Unless if you check the implementation of this function, you don’t know in which order to pass the arguments. Furthermore, projectId and companyId are actually just Ints, meaning they are seen as the same by readers and by the compiler.

This program presents a very low vocabulary and opens up a whole world of errors such as:

let projectId = 1
let companyId = 2
let jobType = "download"
let priority = "normal"

-- wrong order
runJob companyId projectId priority jobType

let otherCompanyId = 1

-- compiles and evaluates to True
companyId == projectId

You might be thinking: “You can cover these cases through exhaustive testing”. That might help a little, but it’s way better to make it right by design.

This example above could be made right by design by wrapping data in its own domain:

newtype ProjectId = ProjectId Int
newtype CompanyId = CompanyId Int
data JobType = Download | Upload | Save
data Priority = Low | Normal | High

runJob :: ProjectId -> CompanyId -> JobType -> Priority

This way we have both a rich vocabulary and type safety, which avoids all the mistakes that were possible before. This sure adds a tiny overhead, but one thing I have been learning with my Team Lead Robert Kreuzer is that life is made of tradeoffs. And here the pros are much stronger than the cons.

Naked code

The concept of naked code is similar to the concept of naked data, but I’d say it’s slightly more subjective.

Naked code is code written and implemented without a domain.
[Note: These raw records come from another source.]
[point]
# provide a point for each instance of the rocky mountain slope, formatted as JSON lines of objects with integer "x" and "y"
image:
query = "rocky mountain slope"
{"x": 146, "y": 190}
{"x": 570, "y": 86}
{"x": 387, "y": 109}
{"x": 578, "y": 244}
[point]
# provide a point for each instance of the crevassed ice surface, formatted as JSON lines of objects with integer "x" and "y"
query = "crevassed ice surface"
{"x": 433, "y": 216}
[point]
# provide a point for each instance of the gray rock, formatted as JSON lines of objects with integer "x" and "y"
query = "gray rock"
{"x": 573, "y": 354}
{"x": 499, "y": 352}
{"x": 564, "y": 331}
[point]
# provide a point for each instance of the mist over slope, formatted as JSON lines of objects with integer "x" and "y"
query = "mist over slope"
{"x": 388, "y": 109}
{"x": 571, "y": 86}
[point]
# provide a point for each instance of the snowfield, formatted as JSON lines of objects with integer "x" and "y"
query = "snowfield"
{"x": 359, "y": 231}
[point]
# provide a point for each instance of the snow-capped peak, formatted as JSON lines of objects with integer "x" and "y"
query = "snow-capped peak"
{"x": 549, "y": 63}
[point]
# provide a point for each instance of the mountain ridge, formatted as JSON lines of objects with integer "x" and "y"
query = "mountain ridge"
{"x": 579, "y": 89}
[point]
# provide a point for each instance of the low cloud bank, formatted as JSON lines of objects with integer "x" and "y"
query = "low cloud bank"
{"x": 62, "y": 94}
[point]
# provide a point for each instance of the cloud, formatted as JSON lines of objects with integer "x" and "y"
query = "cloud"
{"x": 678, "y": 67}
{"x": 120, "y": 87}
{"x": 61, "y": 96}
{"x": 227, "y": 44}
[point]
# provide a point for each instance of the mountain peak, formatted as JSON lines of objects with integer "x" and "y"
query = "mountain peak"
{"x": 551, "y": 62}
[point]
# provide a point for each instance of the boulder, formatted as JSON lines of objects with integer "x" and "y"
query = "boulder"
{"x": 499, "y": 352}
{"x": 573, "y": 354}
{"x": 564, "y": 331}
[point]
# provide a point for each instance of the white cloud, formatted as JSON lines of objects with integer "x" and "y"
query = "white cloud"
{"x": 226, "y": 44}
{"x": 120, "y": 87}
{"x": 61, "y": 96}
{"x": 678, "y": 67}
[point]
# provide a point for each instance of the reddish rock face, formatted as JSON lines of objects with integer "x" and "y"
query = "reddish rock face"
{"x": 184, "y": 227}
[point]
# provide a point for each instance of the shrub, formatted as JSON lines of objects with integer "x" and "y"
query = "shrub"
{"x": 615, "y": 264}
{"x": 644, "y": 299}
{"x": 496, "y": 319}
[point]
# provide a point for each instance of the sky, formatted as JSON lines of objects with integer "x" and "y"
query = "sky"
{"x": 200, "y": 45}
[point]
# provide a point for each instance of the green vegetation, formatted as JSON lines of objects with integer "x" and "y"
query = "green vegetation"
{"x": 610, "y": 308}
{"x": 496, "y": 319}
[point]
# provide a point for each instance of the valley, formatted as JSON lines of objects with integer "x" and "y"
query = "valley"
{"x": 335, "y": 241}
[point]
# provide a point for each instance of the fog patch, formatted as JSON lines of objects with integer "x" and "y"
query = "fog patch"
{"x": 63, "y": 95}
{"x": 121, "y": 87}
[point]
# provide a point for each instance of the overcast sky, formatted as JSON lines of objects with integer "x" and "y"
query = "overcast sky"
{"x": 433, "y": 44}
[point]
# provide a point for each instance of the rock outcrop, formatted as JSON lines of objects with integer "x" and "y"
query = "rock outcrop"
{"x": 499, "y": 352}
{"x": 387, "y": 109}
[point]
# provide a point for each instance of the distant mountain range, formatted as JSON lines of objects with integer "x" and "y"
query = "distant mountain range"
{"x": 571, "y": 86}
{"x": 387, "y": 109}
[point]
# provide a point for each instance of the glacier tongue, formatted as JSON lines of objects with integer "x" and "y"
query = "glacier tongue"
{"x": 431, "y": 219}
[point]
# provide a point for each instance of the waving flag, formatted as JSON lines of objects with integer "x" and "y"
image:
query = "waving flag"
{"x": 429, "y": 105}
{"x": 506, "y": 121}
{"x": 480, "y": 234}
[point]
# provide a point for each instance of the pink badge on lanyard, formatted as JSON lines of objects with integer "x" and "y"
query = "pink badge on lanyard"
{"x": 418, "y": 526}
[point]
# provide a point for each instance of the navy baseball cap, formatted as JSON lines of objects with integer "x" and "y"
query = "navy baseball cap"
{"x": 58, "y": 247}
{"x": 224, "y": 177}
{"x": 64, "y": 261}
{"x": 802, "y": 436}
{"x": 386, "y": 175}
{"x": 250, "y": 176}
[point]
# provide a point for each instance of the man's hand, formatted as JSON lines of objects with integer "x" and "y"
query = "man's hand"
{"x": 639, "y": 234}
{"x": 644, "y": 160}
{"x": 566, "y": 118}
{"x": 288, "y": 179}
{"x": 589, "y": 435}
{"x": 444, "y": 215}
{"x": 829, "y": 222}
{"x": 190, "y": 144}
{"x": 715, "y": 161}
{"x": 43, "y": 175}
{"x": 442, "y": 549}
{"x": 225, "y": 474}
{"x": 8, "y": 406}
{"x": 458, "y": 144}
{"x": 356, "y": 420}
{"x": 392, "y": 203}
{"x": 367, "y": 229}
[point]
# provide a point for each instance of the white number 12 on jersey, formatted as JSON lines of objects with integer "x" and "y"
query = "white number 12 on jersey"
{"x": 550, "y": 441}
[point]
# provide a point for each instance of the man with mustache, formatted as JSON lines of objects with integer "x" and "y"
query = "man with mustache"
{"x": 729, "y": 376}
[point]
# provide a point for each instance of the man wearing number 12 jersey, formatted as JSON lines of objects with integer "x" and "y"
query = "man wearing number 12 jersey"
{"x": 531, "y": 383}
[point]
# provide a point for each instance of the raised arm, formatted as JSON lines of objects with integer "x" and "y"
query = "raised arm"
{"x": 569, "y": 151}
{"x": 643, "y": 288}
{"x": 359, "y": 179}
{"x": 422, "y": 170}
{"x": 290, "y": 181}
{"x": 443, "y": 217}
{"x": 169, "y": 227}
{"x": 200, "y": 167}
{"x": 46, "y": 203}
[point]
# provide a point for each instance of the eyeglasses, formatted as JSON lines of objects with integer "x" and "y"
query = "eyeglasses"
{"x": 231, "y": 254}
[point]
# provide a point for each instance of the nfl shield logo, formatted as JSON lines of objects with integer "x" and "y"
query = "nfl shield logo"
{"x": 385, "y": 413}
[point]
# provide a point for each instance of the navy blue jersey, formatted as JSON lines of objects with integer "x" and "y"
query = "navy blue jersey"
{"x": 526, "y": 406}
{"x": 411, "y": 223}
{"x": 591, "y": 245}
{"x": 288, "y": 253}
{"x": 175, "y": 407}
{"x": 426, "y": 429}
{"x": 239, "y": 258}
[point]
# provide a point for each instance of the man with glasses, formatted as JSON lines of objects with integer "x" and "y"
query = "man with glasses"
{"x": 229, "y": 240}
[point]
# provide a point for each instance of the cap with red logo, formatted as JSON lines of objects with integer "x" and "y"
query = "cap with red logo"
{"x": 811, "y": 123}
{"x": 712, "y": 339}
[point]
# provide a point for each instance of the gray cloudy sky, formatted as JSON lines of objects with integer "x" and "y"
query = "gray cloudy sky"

It has the potential to be something on its own, but, unfortunately, it’s not.

I have mainly three problems with naked code:

  1. Harder to test
  2. Hard to read
  3. Impossible to reuse

An example of naked code would be:

-- |  Active companies with failed jobs should be alerted.
getCompaniesToAlert :: [CompanyId] -> [Job] -> [CompanyId]
getCompaniesToAlert activeCompanies allJobs =
  intersect activeCompanies (nub . map jobCompanyId . filter ((== Failed) . jobStatus) $ allJobs)
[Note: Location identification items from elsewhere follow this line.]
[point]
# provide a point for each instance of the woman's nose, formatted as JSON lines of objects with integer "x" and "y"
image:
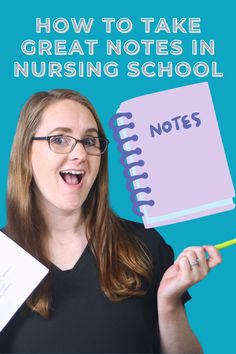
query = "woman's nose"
{"x": 78, "y": 152}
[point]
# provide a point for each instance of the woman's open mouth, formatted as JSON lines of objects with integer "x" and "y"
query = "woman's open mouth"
{"x": 72, "y": 177}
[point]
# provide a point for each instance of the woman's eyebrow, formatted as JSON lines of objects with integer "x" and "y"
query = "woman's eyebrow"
{"x": 91, "y": 130}
{"x": 62, "y": 129}
{"x": 68, "y": 130}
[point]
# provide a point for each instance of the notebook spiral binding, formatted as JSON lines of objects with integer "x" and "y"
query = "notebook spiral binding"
{"x": 127, "y": 166}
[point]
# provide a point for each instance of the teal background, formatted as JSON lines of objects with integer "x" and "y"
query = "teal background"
{"x": 212, "y": 309}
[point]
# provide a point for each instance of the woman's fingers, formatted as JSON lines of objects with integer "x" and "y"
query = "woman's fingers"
{"x": 196, "y": 265}
{"x": 214, "y": 256}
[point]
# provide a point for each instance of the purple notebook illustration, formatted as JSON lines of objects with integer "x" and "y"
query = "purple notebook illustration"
{"x": 173, "y": 156}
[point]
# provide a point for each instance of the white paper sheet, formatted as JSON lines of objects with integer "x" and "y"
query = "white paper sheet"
{"x": 20, "y": 273}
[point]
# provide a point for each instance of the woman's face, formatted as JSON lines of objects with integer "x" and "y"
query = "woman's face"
{"x": 56, "y": 189}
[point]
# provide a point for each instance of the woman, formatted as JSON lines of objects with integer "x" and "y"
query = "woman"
{"x": 112, "y": 285}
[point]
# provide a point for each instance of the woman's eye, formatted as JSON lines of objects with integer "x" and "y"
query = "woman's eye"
{"x": 89, "y": 141}
{"x": 59, "y": 140}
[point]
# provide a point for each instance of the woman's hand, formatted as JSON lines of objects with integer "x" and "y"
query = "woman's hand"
{"x": 190, "y": 267}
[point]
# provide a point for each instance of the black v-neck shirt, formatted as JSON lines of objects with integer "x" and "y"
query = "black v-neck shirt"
{"x": 83, "y": 320}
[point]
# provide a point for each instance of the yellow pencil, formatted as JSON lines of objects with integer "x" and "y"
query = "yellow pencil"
{"x": 226, "y": 244}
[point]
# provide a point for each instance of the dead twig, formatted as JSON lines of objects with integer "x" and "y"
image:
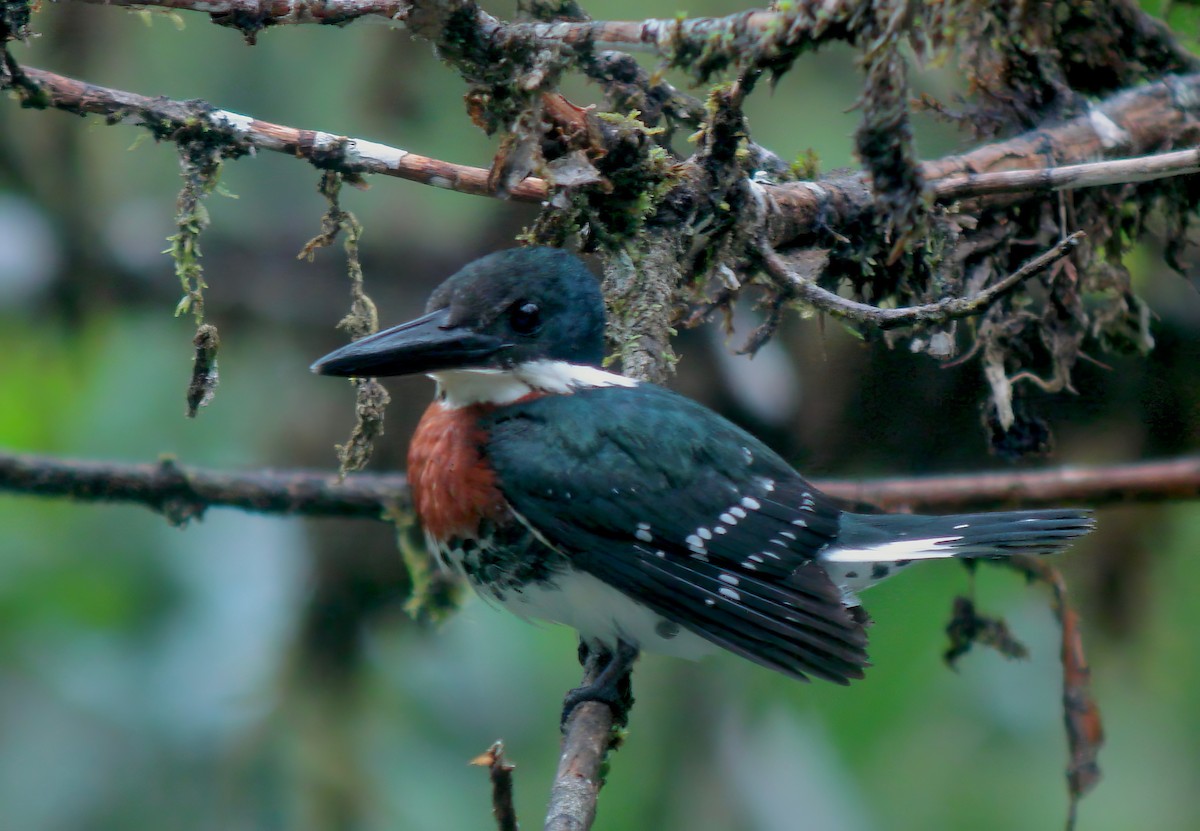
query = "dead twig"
{"x": 329, "y": 151}
{"x": 502, "y": 785}
{"x": 891, "y": 318}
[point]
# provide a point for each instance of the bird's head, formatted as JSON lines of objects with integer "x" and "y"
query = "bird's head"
{"x": 501, "y": 312}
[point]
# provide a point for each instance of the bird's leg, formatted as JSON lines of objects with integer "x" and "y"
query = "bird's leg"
{"x": 611, "y": 680}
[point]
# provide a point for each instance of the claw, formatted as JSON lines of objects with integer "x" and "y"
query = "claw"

Good luck reading this, and, even worse, reading a system where code like this is the norm. For someone reading this, it’s unclear what this function is really about. I think of this kind of code like that kind of people who keep making parenthesis while telling a story and neither them neither you can understand where it is going.

Instead, give every piece of knowledge and behaviour its own place and let composition be declarative and objective:

getCompaniesToAlert :: [CompanyId] -> [Job] -> [CompanyId]
getCompaniesToAlert subscribedCompanies allJobs =
  intersect subscribedCompanies getCompaniesWithFailingJobs

getFailedJobs :: [Job] -> [Job]
getFailedJobs = filter ((== Failed) . jobStatus)
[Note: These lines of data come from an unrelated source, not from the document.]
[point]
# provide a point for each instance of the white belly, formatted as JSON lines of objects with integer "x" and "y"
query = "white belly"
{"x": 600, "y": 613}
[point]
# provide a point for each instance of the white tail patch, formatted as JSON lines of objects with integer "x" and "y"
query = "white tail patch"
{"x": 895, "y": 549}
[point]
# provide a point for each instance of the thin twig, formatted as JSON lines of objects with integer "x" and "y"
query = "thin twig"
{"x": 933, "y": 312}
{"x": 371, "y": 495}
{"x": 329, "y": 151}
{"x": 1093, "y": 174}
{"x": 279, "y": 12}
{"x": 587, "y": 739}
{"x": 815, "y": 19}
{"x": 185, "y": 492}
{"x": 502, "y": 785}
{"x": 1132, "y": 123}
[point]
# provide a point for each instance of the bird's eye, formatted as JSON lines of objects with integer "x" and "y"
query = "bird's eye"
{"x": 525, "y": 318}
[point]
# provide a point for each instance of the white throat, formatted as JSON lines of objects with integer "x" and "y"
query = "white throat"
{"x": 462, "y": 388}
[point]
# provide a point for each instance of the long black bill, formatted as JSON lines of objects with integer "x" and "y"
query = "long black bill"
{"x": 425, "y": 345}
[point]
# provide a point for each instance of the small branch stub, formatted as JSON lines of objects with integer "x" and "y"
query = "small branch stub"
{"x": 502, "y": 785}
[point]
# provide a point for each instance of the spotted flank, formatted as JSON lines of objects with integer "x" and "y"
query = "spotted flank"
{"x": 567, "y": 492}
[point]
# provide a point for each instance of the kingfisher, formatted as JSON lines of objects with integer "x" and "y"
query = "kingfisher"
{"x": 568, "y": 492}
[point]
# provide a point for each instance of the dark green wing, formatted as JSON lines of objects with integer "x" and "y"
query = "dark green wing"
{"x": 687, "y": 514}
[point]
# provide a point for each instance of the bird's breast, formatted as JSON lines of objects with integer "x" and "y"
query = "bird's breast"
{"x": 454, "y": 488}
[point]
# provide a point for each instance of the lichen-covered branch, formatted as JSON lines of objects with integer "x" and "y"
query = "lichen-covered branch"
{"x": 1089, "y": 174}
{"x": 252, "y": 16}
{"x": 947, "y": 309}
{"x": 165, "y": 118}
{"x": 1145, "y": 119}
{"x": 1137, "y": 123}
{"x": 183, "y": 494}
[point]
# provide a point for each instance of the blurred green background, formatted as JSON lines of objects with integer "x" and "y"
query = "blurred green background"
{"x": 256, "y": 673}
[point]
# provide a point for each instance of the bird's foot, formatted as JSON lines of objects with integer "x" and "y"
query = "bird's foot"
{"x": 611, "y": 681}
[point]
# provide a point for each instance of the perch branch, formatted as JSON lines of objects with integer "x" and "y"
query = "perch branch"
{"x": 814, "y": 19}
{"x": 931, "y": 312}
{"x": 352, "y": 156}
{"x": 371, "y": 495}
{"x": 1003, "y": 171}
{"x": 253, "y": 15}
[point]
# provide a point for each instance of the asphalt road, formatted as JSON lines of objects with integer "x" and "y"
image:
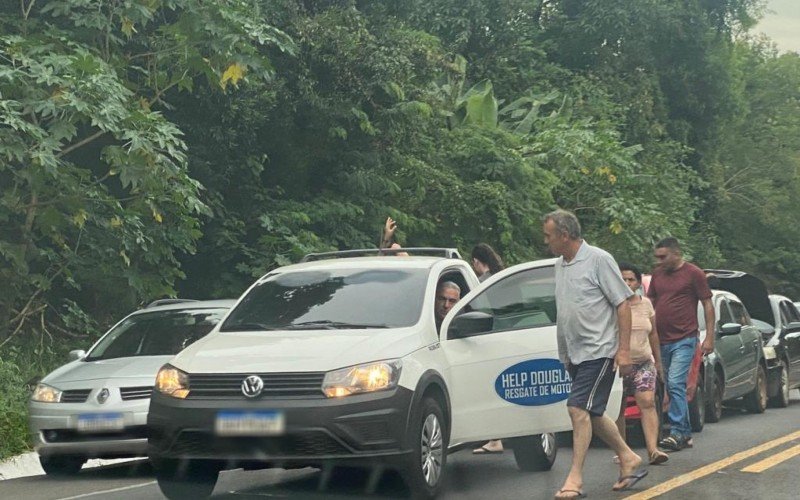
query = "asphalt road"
{"x": 743, "y": 456}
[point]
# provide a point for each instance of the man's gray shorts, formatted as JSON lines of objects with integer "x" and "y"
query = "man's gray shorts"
{"x": 591, "y": 385}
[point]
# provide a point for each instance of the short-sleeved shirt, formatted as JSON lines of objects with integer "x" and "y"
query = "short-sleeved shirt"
{"x": 675, "y": 296}
{"x": 642, "y": 316}
{"x": 588, "y": 290}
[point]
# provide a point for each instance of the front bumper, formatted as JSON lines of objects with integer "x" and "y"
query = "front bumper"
{"x": 352, "y": 428}
{"x": 53, "y": 430}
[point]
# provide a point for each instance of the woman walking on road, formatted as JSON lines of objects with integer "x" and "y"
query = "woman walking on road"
{"x": 646, "y": 358}
{"x": 486, "y": 262}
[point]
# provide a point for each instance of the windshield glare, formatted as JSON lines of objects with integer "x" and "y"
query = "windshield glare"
{"x": 156, "y": 333}
{"x": 332, "y": 299}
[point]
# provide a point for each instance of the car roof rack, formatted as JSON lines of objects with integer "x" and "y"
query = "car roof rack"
{"x": 447, "y": 253}
{"x": 165, "y": 302}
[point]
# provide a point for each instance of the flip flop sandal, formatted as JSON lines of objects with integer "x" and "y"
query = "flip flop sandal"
{"x": 630, "y": 480}
{"x": 672, "y": 443}
{"x": 578, "y": 494}
{"x": 658, "y": 458}
{"x": 486, "y": 451}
getCompaniesWithFailingJobs :: [Job] -> [CompanyId]
getCompaniesWithFailingJobs = nub . map jobCompanyId . getFailedJobs

Again, this adds a small overhead, but the pros are more than the cons since the code is now:

  1. Testable
  2. Declarative
  3. Readable
  4. Reusable

Salt & Olive oil

This approach must be taken with a pinch of salt (and olive oil). Measure well the trade-off you are making in your specific case and choose accordingly. Sometimes, breaking everything to its own function is not the best route and it’s important to be balanced in this case.